A skilled hunter: This adult male is fat during the hungry season, and he managed to catch a seal on an iceberg—no easy feat when compared to hunting on sea ice. Devon Island, Canada. (Photo credit: Daven Hafey)

We carried on through Lancaster Sound, visiting the shores of Devon Island and Beechey Island—famous overwintering grounds for 19th century explorers.

After working our way south, we sought protection in a nondescript bay on Prince of Wales Island (the Canadian version, not the Southeast Alaskan one). We were simply seeking protection from a storm, yet we were greeted by several hundred beluga whales, molting in the gravely shallows of the bay. In the words of a late polar explorer, “The water was boiling with whales!”

Beluga Whales in Every Direction


Exfoliating in the shallows: hundreds of belugas gathered at the head of a nondescript bay to molt. Prince of Wales Island, Canada. (Photo credit: Quark passenger, name unknown)

With this unbelievable surprise, we killed our motors and drifted with them in the shallows. We were surrounded. Belugas in every direction, cruising, breathing, and singing, occasionally investigating us but otherwise paying us little attention. We sat in their company for hours. It was the first time anybody on the ship—staff or passenger—had experienced anything like that. A moment that every person on that ship will remember for the rest of their lives.

A few days later we again needed to seek protection from heavy winds, and we chose another nondescript bay on the Boothia Peninsula. The landscape looked absolutely desolate. Gravel and scree, gently rolling ridges with occasional wetlands and tussocks. Not much else. Or so we thought. Once we arrived on shore, we immediately noticed a herd of musk ox in the distance. Two staff and I made the call to gather our entire group together and zig zag toward their general direction, mimicking the movements of a herd of caribou. Which amazingly worked, as the musk ox allowed us to within 200 yards of them before they slowly moved on to greener pastures.

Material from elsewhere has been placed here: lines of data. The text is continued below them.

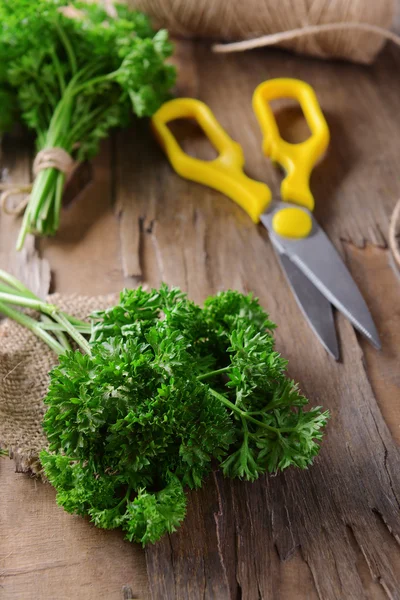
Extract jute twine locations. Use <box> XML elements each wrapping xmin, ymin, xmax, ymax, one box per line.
<box><xmin>128</xmin><ymin>0</ymin><xmax>397</xmax><ymax>64</ymax></box>
<box><xmin>0</xmin><ymin>293</ymin><xmax>116</xmax><ymax>474</ymax></box>
<box><xmin>212</xmin><ymin>22</ymin><xmax>400</xmax><ymax>56</ymax></box>
<box><xmin>0</xmin><ymin>147</ymin><xmax>75</xmax><ymax>216</ymax></box>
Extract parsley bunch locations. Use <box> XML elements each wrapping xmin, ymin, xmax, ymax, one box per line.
<box><xmin>0</xmin><ymin>272</ymin><xmax>328</xmax><ymax>545</ymax></box>
<box><xmin>0</xmin><ymin>0</ymin><xmax>175</xmax><ymax>249</ymax></box>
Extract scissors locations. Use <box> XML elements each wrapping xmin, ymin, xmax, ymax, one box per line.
<box><xmin>151</xmin><ymin>78</ymin><xmax>380</xmax><ymax>359</ymax></box>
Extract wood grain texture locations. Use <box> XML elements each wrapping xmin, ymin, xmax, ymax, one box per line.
<box><xmin>0</xmin><ymin>459</ymin><xmax>149</xmax><ymax>600</ymax></box>
<box><xmin>347</xmin><ymin>245</ymin><xmax>400</xmax><ymax>446</ymax></box>
<box><xmin>137</xmin><ymin>42</ymin><xmax>400</xmax><ymax>599</ymax></box>
<box><xmin>0</xmin><ymin>143</ymin><xmax>150</xmax><ymax>600</ymax></box>
<box><xmin>1</xmin><ymin>40</ymin><xmax>400</xmax><ymax>600</ymax></box>
<box><xmin>0</xmin><ymin>134</ymin><xmax>50</xmax><ymax>298</ymax></box>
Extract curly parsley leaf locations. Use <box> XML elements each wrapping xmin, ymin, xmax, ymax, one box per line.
<box><xmin>0</xmin><ymin>276</ymin><xmax>328</xmax><ymax>545</ymax></box>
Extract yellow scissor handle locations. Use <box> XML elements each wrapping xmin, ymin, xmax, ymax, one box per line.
<box><xmin>253</xmin><ymin>78</ymin><xmax>330</xmax><ymax>212</ymax></box>
<box><xmin>151</xmin><ymin>98</ymin><xmax>271</xmax><ymax>223</ymax></box>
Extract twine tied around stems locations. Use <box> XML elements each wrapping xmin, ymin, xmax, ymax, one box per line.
<box><xmin>0</xmin><ymin>147</ymin><xmax>75</xmax><ymax>217</ymax></box>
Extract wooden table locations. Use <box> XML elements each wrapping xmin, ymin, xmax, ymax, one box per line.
<box><xmin>1</xmin><ymin>40</ymin><xmax>400</xmax><ymax>600</ymax></box>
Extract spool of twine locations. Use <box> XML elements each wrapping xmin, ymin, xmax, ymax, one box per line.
<box><xmin>128</xmin><ymin>0</ymin><xmax>397</xmax><ymax>64</ymax></box>
<box><xmin>0</xmin><ymin>147</ymin><xmax>75</xmax><ymax>216</ymax></box>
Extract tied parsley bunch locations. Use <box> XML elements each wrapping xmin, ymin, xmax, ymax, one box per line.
<box><xmin>0</xmin><ymin>0</ymin><xmax>175</xmax><ymax>249</ymax></box>
<box><xmin>0</xmin><ymin>272</ymin><xmax>328</xmax><ymax>545</ymax></box>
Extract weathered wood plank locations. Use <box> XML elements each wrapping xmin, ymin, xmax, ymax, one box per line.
<box><xmin>347</xmin><ymin>244</ymin><xmax>400</xmax><ymax>445</ymax></box>
<box><xmin>0</xmin><ymin>140</ymin><xmax>150</xmax><ymax>600</ymax></box>
<box><xmin>0</xmin><ymin>459</ymin><xmax>149</xmax><ymax>600</ymax></box>
<box><xmin>39</xmin><ymin>140</ymin><xmax>125</xmax><ymax>295</ymax></box>
<box><xmin>0</xmin><ymin>134</ymin><xmax>50</xmax><ymax>298</ymax></box>
<box><xmin>137</xmin><ymin>42</ymin><xmax>400</xmax><ymax>598</ymax></box>
<box><xmin>1</xmin><ymin>38</ymin><xmax>400</xmax><ymax>600</ymax></box>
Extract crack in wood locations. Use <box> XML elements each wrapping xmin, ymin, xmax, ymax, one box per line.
<box><xmin>212</xmin><ymin>472</ymin><xmax>234</xmax><ymax>598</ymax></box>
<box><xmin>145</xmin><ymin>219</ymin><xmax>155</xmax><ymax>234</ymax></box>
<box><xmin>368</xmin><ymin>403</ymin><xmax>400</xmax><ymax>512</ymax></box>
<box><xmin>0</xmin><ymin>560</ymin><xmax>81</xmax><ymax>578</ymax></box>
<box><xmin>148</xmin><ymin>219</ymin><xmax>165</xmax><ymax>282</ymax></box>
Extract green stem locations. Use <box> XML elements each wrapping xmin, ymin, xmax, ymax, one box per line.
<box><xmin>54</xmin><ymin>19</ymin><xmax>77</xmax><ymax>75</ymax></box>
<box><xmin>15</xmin><ymin>60</ymin><xmax>109</xmax><ymax>249</ymax></box>
<box><xmin>117</xmin><ymin>487</ymin><xmax>132</xmax><ymax>509</ymax></box>
<box><xmin>241</xmin><ymin>416</ymin><xmax>249</xmax><ymax>446</ymax></box>
<box><xmin>0</xmin><ymin>270</ymin><xmax>37</xmax><ymax>297</ymax></box>
<box><xmin>46</xmin><ymin>95</ymin><xmax>74</xmax><ymax>149</ymax></box>
<box><xmin>0</xmin><ymin>292</ymin><xmax>54</xmax><ymax>312</ymax></box>
<box><xmin>35</xmin><ymin>170</ymin><xmax>59</xmax><ymax>223</ymax></box>
<box><xmin>0</xmin><ymin>271</ymin><xmax>89</xmax><ymax>331</ymax></box>
<box><xmin>68</xmin><ymin>102</ymin><xmax>115</xmax><ymax>142</ymax></box>
<box><xmin>72</xmin><ymin>69</ymin><xmax>119</xmax><ymax>96</ymax></box>
<box><xmin>53</xmin><ymin>171</ymin><xmax>65</xmax><ymax>232</ymax></box>
<box><xmin>36</xmin><ymin>79</ymin><xmax>58</xmax><ymax>115</ymax></box>
<box><xmin>51</xmin><ymin>311</ymin><xmax>92</xmax><ymax>355</ymax></box>
<box><xmin>197</xmin><ymin>367</ymin><xmax>231</xmax><ymax>381</ymax></box>
<box><xmin>16</xmin><ymin>168</ymin><xmax>58</xmax><ymax>249</ymax></box>
<box><xmin>40</xmin><ymin>314</ymin><xmax>71</xmax><ymax>352</ymax></box>
<box><xmin>44</xmin><ymin>62</ymin><xmax>105</xmax><ymax>144</ymax></box>
<box><xmin>208</xmin><ymin>388</ymin><xmax>295</xmax><ymax>434</ymax></box>
<box><xmin>50</xmin><ymin>49</ymin><xmax>66</xmax><ymax>94</ymax></box>
<box><xmin>0</xmin><ymin>282</ymin><xmax>22</xmax><ymax>296</ymax></box>
<box><xmin>39</xmin><ymin>321</ymin><xmax>91</xmax><ymax>334</ymax></box>
<box><xmin>67</xmin><ymin>315</ymin><xmax>91</xmax><ymax>328</ymax></box>
<box><xmin>0</xmin><ymin>301</ymin><xmax>65</xmax><ymax>355</ymax></box>
<box><xmin>0</xmin><ymin>292</ymin><xmax>91</xmax><ymax>355</ymax></box>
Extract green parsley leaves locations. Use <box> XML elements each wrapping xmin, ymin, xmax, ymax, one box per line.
<box><xmin>0</xmin><ymin>1</ymin><xmax>175</xmax><ymax>249</ymax></box>
<box><xmin>0</xmin><ymin>274</ymin><xmax>328</xmax><ymax>545</ymax></box>
<box><xmin>40</xmin><ymin>285</ymin><xmax>328</xmax><ymax>545</ymax></box>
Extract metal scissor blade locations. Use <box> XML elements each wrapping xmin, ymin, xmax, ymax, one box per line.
<box><xmin>272</xmin><ymin>242</ymin><xmax>339</xmax><ymax>360</ymax></box>
<box><xmin>261</xmin><ymin>204</ymin><xmax>381</xmax><ymax>349</ymax></box>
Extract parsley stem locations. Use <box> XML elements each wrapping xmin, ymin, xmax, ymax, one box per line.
<box><xmin>0</xmin><ymin>271</ymin><xmax>90</xmax><ymax>332</ymax></box>
<box><xmin>54</xmin><ymin>19</ymin><xmax>77</xmax><ymax>75</ymax></box>
<box><xmin>208</xmin><ymin>388</ymin><xmax>295</xmax><ymax>434</ymax></box>
<box><xmin>50</xmin><ymin>49</ymin><xmax>66</xmax><ymax>94</ymax></box>
<box><xmin>197</xmin><ymin>367</ymin><xmax>230</xmax><ymax>381</ymax></box>
<box><xmin>0</xmin><ymin>292</ymin><xmax>53</xmax><ymax>311</ymax></box>
<box><xmin>68</xmin><ymin>102</ymin><xmax>117</xmax><ymax>142</ymax></box>
<box><xmin>0</xmin><ymin>282</ymin><xmax>22</xmax><ymax>296</ymax></box>
<box><xmin>38</xmin><ymin>321</ymin><xmax>91</xmax><ymax>333</ymax></box>
<box><xmin>0</xmin><ymin>292</ymin><xmax>91</xmax><ymax>355</ymax></box>
<box><xmin>0</xmin><ymin>300</ymin><xmax>65</xmax><ymax>355</ymax></box>
<box><xmin>0</xmin><ymin>270</ymin><xmax>37</xmax><ymax>296</ymax></box>
<box><xmin>53</xmin><ymin>171</ymin><xmax>65</xmax><ymax>231</ymax></box>
<box><xmin>40</xmin><ymin>314</ymin><xmax>72</xmax><ymax>352</ymax></box>
<box><xmin>117</xmin><ymin>487</ymin><xmax>132</xmax><ymax>509</ymax></box>
<box><xmin>50</xmin><ymin>311</ymin><xmax>92</xmax><ymax>356</ymax></box>
<box><xmin>72</xmin><ymin>72</ymin><xmax>115</xmax><ymax>95</ymax></box>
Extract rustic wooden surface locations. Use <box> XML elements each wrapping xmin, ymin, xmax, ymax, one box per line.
<box><xmin>1</xmin><ymin>39</ymin><xmax>400</xmax><ymax>600</ymax></box>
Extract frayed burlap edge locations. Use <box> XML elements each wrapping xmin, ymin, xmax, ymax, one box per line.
<box><xmin>0</xmin><ymin>293</ymin><xmax>118</xmax><ymax>475</ymax></box>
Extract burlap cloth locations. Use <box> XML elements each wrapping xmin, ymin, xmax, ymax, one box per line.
<box><xmin>0</xmin><ymin>293</ymin><xmax>117</xmax><ymax>474</ymax></box>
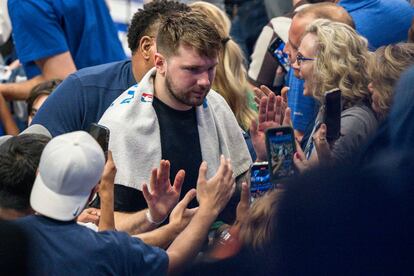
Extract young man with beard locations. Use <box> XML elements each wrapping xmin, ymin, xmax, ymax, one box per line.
<box><xmin>99</xmin><ymin>11</ymin><xmax>251</xmax><ymax>230</ymax></box>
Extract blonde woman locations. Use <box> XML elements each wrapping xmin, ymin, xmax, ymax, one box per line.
<box><xmin>190</xmin><ymin>1</ymin><xmax>257</xmax><ymax>131</ymax></box>
<box><xmin>368</xmin><ymin>43</ymin><xmax>414</xmax><ymax>120</ymax></box>
<box><xmin>294</xmin><ymin>19</ymin><xmax>378</xmax><ymax>168</ymax></box>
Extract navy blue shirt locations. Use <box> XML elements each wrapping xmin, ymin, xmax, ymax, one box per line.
<box><xmin>8</xmin><ymin>0</ymin><xmax>126</xmax><ymax>78</ymax></box>
<box><xmin>32</xmin><ymin>60</ymin><xmax>135</xmax><ymax>136</ymax></box>
<box><xmin>14</xmin><ymin>215</ymin><xmax>168</xmax><ymax>275</ymax></box>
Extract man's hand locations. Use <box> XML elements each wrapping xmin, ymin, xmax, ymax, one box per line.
<box><xmin>142</xmin><ymin>160</ymin><xmax>184</xmax><ymax>223</ymax></box>
<box><xmin>77</xmin><ymin>208</ymin><xmax>101</xmax><ymax>225</ymax></box>
<box><xmin>250</xmin><ymin>92</ymin><xmax>292</xmax><ymax>161</ymax></box>
<box><xmin>313</xmin><ymin>123</ymin><xmax>334</xmax><ymax>166</ymax></box>
<box><xmin>168</xmin><ymin>189</ymin><xmax>198</xmax><ymax>235</ymax></box>
<box><xmin>196</xmin><ymin>155</ymin><xmax>235</xmax><ymax>214</ymax></box>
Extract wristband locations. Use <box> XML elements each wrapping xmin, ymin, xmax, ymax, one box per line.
<box><xmin>145</xmin><ymin>210</ymin><xmax>167</xmax><ymax>226</ymax></box>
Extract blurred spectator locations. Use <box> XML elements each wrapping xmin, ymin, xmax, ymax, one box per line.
<box><xmin>294</xmin><ymin>19</ymin><xmax>377</xmax><ymax>168</ymax></box>
<box><xmin>190</xmin><ymin>2</ymin><xmax>257</xmax><ymax>131</ymax></box>
<box><xmin>338</xmin><ymin>0</ymin><xmax>414</xmax><ymax>49</ymax></box>
<box><xmin>0</xmin><ymin>132</ymin><xmax>50</xmax><ymax>220</ymax></box>
<box><xmin>32</xmin><ymin>0</ymin><xmax>190</xmax><ymax>137</ymax></box>
<box><xmin>14</xmin><ymin>131</ymin><xmax>236</xmax><ymax>275</ymax></box>
<box><xmin>0</xmin><ymin>0</ymin><xmax>11</xmax><ymax>47</ymax></box>
<box><xmin>0</xmin><ymin>220</ymin><xmax>28</xmax><ymax>275</ymax></box>
<box><xmin>368</xmin><ymin>43</ymin><xmax>414</xmax><ymax>120</ymax></box>
<box><xmin>26</xmin><ymin>79</ymin><xmax>62</xmax><ymax>125</ymax></box>
<box><xmin>2</xmin><ymin>0</ymin><xmax>126</xmax><ymax>100</ymax></box>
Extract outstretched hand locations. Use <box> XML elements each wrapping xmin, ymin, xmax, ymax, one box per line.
<box><xmin>168</xmin><ymin>189</ymin><xmax>198</xmax><ymax>234</ymax></box>
<box><xmin>250</xmin><ymin>91</ymin><xmax>292</xmax><ymax>161</ymax></box>
<box><xmin>142</xmin><ymin>160</ymin><xmax>185</xmax><ymax>223</ymax></box>
<box><xmin>196</xmin><ymin>155</ymin><xmax>235</xmax><ymax>214</ymax></box>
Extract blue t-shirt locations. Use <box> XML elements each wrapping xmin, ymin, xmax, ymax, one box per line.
<box><xmin>339</xmin><ymin>0</ymin><xmax>414</xmax><ymax>49</ymax></box>
<box><xmin>32</xmin><ymin>60</ymin><xmax>135</xmax><ymax>136</ymax></box>
<box><xmin>14</xmin><ymin>215</ymin><xmax>168</xmax><ymax>275</ymax></box>
<box><xmin>8</xmin><ymin>0</ymin><xmax>126</xmax><ymax>79</ymax></box>
<box><xmin>287</xmin><ymin>70</ymin><xmax>317</xmax><ymax>133</ymax></box>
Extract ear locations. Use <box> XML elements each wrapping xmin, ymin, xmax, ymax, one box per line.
<box><xmin>139</xmin><ymin>36</ymin><xmax>155</xmax><ymax>61</ymax></box>
<box><xmin>154</xmin><ymin>53</ymin><xmax>167</xmax><ymax>75</ymax></box>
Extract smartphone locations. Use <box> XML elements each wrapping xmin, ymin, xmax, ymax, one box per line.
<box><xmin>265</xmin><ymin>126</ymin><xmax>296</xmax><ymax>184</ymax></box>
<box><xmin>267</xmin><ymin>37</ymin><xmax>290</xmax><ymax>73</ymax></box>
<box><xmin>324</xmin><ymin>88</ymin><xmax>341</xmax><ymax>141</ymax></box>
<box><xmin>250</xmin><ymin>162</ymin><xmax>273</xmax><ymax>202</ymax></box>
<box><xmin>88</xmin><ymin>123</ymin><xmax>110</xmax><ymax>160</ymax></box>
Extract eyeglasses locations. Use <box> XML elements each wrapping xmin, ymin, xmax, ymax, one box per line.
<box><xmin>296</xmin><ymin>52</ymin><xmax>315</xmax><ymax>65</ymax></box>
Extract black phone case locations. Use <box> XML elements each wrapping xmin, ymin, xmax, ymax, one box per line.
<box><xmin>267</xmin><ymin>37</ymin><xmax>289</xmax><ymax>73</ymax></box>
<box><xmin>324</xmin><ymin>89</ymin><xmax>341</xmax><ymax>141</ymax></box>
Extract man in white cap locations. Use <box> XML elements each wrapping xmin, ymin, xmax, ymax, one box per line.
<box><xmin>14</xmin><ymin>131</ymin><xmax>235</xmax><ymax>275</ymax></box>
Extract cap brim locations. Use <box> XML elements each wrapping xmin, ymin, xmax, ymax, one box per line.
<box><xmin>30</xmin><ymin>174</ymin><xmax>90</xmax><ymax>221</ymax></box>
<box><xmin>271</xmin><ymin>17</ymin><xmax>292</xmax><ymax>43</ymax></box>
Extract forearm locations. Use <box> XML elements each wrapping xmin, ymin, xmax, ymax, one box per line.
<box><xmin>0</xmin><ymin>75</ymin><xmax>45</xmax><ymax>100</ymax></box>
<box><xmin>0</xmin><ymin>96</ymin><xmax>19</xmax><ymax>135</ymax></box>
<box><xmin>167</xmin><ymin>207</ymin><xmax>218</xmax><ymax>275</ymax></box>
<box><xmin>98</xmin><ymin>192</ymin><xmax>115</xmax><ymax>231</ymax></box>
<box><xmin>114</xmin><ymin>210</ymin><xmax>157</xmax><ymax>235</ymax></box>
<box><xmin>135</xmin><ymin>223</ymin><xmax>180</xmax><ymax>249</ymax></box>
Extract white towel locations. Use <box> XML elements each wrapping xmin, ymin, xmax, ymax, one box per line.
<box><xmin>99</xmin><ymin>68</ymin><xmax>252</xmax><ymax>190</ymax></box>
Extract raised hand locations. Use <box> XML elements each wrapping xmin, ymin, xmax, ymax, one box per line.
<box><xmin>142</xmin><ymin>160</ymin><xmax>185</xmax><ymax>224</ymax></box>
<box><xmin>250</xmin><ymin>92</ymin><xmax>292</xmax><ymax>161</ymax></box>
<box><xmin>168</xmin><ymin>189</ymin><xmax>198</xmax><ymax>234</ymax></box>
<box><xmin>196</xmin><ymin>156</ymin><xmax>235</xmax><ymax>214</ymax></box>
<box><xmin>313</xmin><ymin>123</ymin><xmax>334</xmax><ymax>166</ymax></box>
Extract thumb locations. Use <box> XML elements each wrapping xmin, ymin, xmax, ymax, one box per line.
<box><xmin>239</xmin><ymin>182</ymin><xmax>250</xmax><ymax>206</ymax></box>
<box><xmin>177</xmin><ymin>189</ymin><xmax>197</xmax><ymax>210</ymax></box>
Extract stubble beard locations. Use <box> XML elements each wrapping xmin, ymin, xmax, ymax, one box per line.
<box><xmin>165</xmin><ymin>73</ymin><xmax>209</xmax><ymax>107</ymax></box>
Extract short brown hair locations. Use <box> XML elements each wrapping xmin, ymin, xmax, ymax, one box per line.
<box><xmin>156</xmin><ymin>11</ymin><xmax>221</xmax><ymax>58</ymax></box>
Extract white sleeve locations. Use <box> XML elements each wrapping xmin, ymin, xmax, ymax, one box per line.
<box><xmin>0</xmin><ymin>0</ymin><xmax>12</xmax><ymax>45</ymax></box>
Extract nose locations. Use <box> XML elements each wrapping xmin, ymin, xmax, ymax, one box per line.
<box><xmin>197</xmin><ymin>71</ymin><xmax>211</xmax><ymax>88</ymax></box>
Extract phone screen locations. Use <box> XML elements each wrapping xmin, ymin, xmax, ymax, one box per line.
<box><xmin>88</xmin><ymin>123</ymin><xmax>110</xmax><ymax>160</ymax></box>
<box><xmin>266</xmin><ymin>127</ymin><xmax>296</xmax><ymax>183</ymax></box>
<box><xmin>268</xmin><ymin>37</ymin><xmax>290</xmax><ymax>72</ymax></box>
<box><xmin>250</xmin><ymin>163</ymin><xmax>273</xmax><ymax>202</ymax></box>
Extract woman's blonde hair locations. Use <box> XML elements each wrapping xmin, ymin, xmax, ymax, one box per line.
<box><xmin>305</xmin><ymin>19</ymin><xmax>371</xmax><ymax>109</ymax></box>
<box><xmin>239</xmin><ymin>190</ymin><xmax>283</xmax><ymax>250</ymax></box>
<box><xmin>190</xmin><ymin>1</ymin><xmax>257</xmax><ymax>130</ymax></box>
<box><xmin>368</xmin><ymin>43</ymin><xmax>414</xmax><ymax>118</ymax></box>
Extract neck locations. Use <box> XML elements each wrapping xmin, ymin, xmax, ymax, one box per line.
<box><xmin>154</xmin><ymin>74</ymin><xmax>192</xmax><ymax>111</ymax></box>
<box><xmin>0</xmin><ymin>207</ymin><xmax>33</xmax><ymax>220</ymax></box>
<box><xmin>131</xmin><ymin>54</ymin><xmax>149</xmax><ymax>83</ymax></box>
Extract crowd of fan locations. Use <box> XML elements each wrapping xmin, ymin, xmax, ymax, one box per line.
<box><xmin>1</xmin><ymin>0</ymin><xmax>414</xmax><ymax>275</ymax></box>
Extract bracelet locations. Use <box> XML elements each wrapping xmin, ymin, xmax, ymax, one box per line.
<box><xmin>145</xmin><ymin>210</ymin><xmax>167</xmax><ymax>226</ymax></box>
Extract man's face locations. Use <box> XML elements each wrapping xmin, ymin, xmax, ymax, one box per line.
<box><xmin>162</xmin><ymin>44</ymin><xmax>218</xmax><ymax>109</ymax></box>
<box><xmin>283</xmin><ymin>16</ymin><xmax>313</xmax><ymax>77</ymax></box>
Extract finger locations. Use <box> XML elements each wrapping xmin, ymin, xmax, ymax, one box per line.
<box><xmin>142</xmin><ymin>183</ymin><xmax>152</xmax><ymax>202</ymax></box>
<box><xmin>173</xmin><ymin>169</ymin><xmax>185</xmax><ymax>194</ymax></box>
<box><xmin>274</xmin><ymin>96</ymin><xmax>283</xmax><ymax>124</ymax></box>
<box><xmin>281</xmin><ymin>86</ymin><xmax>289</xmax><ymax>103</ymax></box>
<box><xmin>197</xmin><ymin>161</ymin><xmax>208</xmax><ymax>183</ymax></box>
<box><xmin>162</xmin><ymin>160</ymin><xmax>171</xmax><ymax>188</ymax></box>
<box><xmin>282</xmin><ymin>107</ymin><xmax>292</xmax><ymax>126</ymax></box>
<box><xmin>253</xmin><ymin>86</ymin><xmax>265</xmax><ymax>99</ymax></box>
<box><xmin>149</xmin><ymin>167</ymin><xmax>158</xmax><ymax>193</ymax></box>
<box><xmin>260</xmin><ymin>85</ymin><xmax>274</xmax><ymax>97</ymax></box>
<box><xmin>240</xmin><ymin>182</ymin><xmax>250</xmax><ymax>206</ymax></box>
<box><xmin>266</xmin><ymin>93</ymin><xmax>276</xmax><ymax>122</ymax></box>
<box><xmin>254</xmin><ymin>96</ymin><xmax>261</xmax><ymax>106</ymax></box>
<box><xmin>258</xmin><ymin>97</ymin><xmax>268</xmax><ymax>124</ymax></box>
<box><xmin>176</xmin><ymin>189</ymin><xmax>197</xmax><ymax>210</ymax></box>
<box><xmin>224</xmin><ymin>158</ymin><xmax>234</xmax><ymax>185</ymax></box>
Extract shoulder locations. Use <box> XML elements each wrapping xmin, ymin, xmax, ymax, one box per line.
<box><xmin>341</xmin><ymin>104</ymin><xmax>378</xmax><ymax>134</ymax></box>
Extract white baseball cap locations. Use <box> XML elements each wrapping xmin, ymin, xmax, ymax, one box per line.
<box><xmin>0</xmin><ymin>124</ymin><xmax>51</xmax><ymax>147</ymax></box>
<box><xmin>30</xmin><ymin>131</ymin><xmax>105</xmax><ymax>221</ymax></box>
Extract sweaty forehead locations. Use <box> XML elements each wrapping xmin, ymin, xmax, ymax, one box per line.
<box><xmin>170</xmin><ymin>44</ymin><xmax>218</xmax><ymax>65</ymax></box>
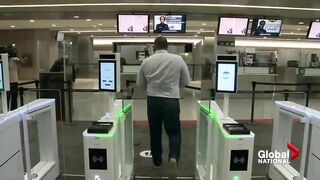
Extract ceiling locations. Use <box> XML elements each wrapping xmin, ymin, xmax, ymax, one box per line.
<box><xmin>0</xmin><ymin>2</ymin><xmax>318</xmax><ymax>38</ymax></box>
<box><xmin>0</xmin><ymin>0</ymin><xmax>320</xmax><ymax>8</ymax></box>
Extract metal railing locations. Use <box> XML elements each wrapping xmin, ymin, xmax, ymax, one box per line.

A dominant male musk ox keeping a watchful eye over his harem in an Arctic meadow. Boothia Peninsula, Canada. (Photo credit: Daven Hafey)

Caribou, Arctic Fox, and Polar Bears

Splitting our large group up, we headed in different directions, with me leading a group of 10 hikers who wanted to cover some miles before getting back on the ship. On our walk through seemingly lifeless terrain, we encountered a small herd of caribou, two snowy owls and a gyrfalcon, and an arctic fox. Oh, and a polar bear. Which had somehow managed to hide in the gentle undulations of the terrain until it was within 300 yards from us. I immediately readied the flare pistol (we carry 30.06 rifles for protection as well), and coalesced our group into a tight unit.

The bear continued to close the distance, getting to within 250 yards of us as we retreated downhill. The bear followed for a short while, but eventually lost interest and headed in another direction. The best possible outcome. The bear didn't get any reward from us, nobody was hurt (including the bear), and we all had a visceral and raw on-the-ground experience with an iconic apex predator.

By that point, we were near the end of our journey, with the shallows and shoals of Coronation Gulf in front of us. Safely transiting through the gulf, we carried on into Dolphin and Union Strait, a huge body of water that merges into the Beaufort Sea. On the west side of the archipelago of Arctic islands in Canada's Far North.


Perspective: more than 80 percent of this iceberg's mass is underwater. Ilulissat, Greenland. (Photo credit: Caroline Hunt)

A successful traverse of the Northwest Passage, from east to west. All that was between us and Nome was the high seas of the Beaufort and Chukchi, and a few days at full speed ahead.

Instead, we turned around and anchored at Kugluktuk, another small Inuit village with an airstrip, where passengers and several staff disembarked, boarded a plane, and headed for our respective homes. I was home the next day, in time for lunch. Just like that. Surreal.